Then presents brought by the Bethlehem Star were re-opened… may silence cover that episode.

Americana  

When I saw that I thought that I was hallucinating. It was a wall filled up, up to the ceiling with still unwrapped Christmas gifts. A wall…! It was unreal and beautiful and so different from my experience. Therefore, it fascinated me so much. As much as the beautiful American Christmas costume jewelry fascinates me. It would be hard to miss its didactic/traditional aspect.                                                    

The supper was pleasantly long. We sang Christmas carols enjoying the evening. My parents told me stories from their childhood. They were forging the next link of the long chain of tradition, now I know that.                                                   

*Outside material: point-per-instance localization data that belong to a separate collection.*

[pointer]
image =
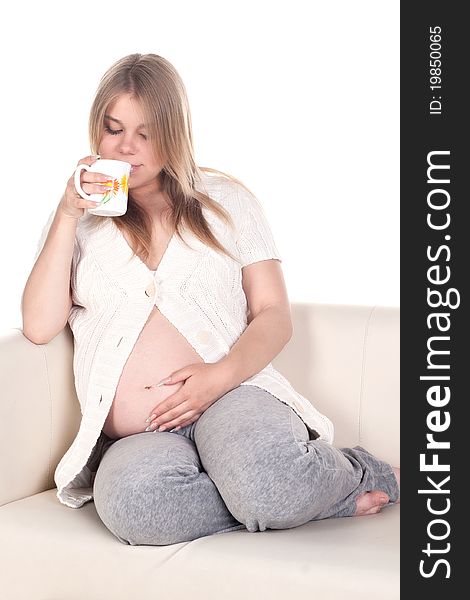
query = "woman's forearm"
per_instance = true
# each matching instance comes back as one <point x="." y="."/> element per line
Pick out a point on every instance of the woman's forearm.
<point x="262" y="340"/>
<point x="46" y="300"/>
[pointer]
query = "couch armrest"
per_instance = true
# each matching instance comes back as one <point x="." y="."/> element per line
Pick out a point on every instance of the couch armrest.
<point x="39" y="412"/>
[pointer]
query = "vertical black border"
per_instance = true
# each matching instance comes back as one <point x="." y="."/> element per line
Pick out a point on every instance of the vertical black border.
<point x="422" y="133"/>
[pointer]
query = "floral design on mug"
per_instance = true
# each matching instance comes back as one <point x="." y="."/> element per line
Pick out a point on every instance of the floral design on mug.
<point x="114" y="184"/>
<point x="124" y="186"/>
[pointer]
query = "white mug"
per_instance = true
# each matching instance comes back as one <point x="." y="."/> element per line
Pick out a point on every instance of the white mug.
<point x="113" y="203"/>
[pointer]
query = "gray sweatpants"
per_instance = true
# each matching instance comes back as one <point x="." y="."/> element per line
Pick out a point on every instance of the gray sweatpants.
<point x="247" y="463"/>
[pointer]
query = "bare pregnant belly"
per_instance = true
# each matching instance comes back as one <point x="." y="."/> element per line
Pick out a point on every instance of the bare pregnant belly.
<point x="159" y="350"/>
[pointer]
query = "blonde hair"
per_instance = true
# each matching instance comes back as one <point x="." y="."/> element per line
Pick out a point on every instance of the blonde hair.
<point x="162" y="95"/>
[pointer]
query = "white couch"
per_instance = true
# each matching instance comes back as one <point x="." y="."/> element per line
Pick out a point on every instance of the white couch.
<point x="344" y="358"/>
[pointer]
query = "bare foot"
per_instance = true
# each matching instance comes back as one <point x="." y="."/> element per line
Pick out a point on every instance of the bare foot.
<point x="396" y="470"/>
<point x="370" y="503"/>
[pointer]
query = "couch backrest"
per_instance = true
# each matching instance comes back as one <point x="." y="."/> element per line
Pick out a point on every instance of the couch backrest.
<point x="345" y="360"/>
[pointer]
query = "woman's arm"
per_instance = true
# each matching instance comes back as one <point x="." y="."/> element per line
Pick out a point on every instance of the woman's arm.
<point x="269" y="324"/>
<point x="46" y="299"/>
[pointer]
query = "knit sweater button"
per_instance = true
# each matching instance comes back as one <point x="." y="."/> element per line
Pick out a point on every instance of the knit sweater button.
<point x="150" y="290"/>
<point x="203" y="337"/>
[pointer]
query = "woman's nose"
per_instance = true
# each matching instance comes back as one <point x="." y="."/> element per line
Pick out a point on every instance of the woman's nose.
<point x="126" y="145"/>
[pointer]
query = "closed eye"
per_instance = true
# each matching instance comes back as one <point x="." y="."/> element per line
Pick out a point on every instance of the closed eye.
<point x="117" y="131"/>
<point x="112" y="131"/>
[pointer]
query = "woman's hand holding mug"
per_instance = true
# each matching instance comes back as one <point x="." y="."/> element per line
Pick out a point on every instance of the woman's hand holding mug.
<point x="72" y="204"/>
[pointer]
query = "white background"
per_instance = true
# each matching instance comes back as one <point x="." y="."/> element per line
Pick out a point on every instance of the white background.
<point x="298" y="99"/>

The crumbs of the meal were collected and given to the pets. It was said that the crumbs made domestic animals speak with human voices. I have not overheard a word – yet. 

At 11pm we went to the church for the Midnight Mass.  There was a mass at 10pm for children. But it was a sheer insult for children. Every single one of us wanted to be an adult and to prove it, by attending the mass. Unlike these days when the Midnight Mass starts at 9 pm… O tempora! O mores!                                                           

Everyone was also dressed up. It was a lesson of reverence, respect and self-respect. We were heading to greet the King of kings & Lord of lords. It was the Audience of the year! Thus the Midnight Mass ended up the Christmas Eve day & inaugurated the Twelve Days of Christmas. 

I hope that my short stories will inspire you to share yours. I hope we will share our grand American tradition with the youngest at the Christmas table – forging the next link of the long chain…  We have so much to offer ourselves and others. People have been coming to America from the entire world, haven’t they?                                                                                    

I felt that we have to preserve and pass on the tradition scrupulously with childish seriousness. As if the order of the world and the revolution of the stars depended on it.

Anna Skibska  I  Written in Seattle  I 16th December  I  2023 A.D.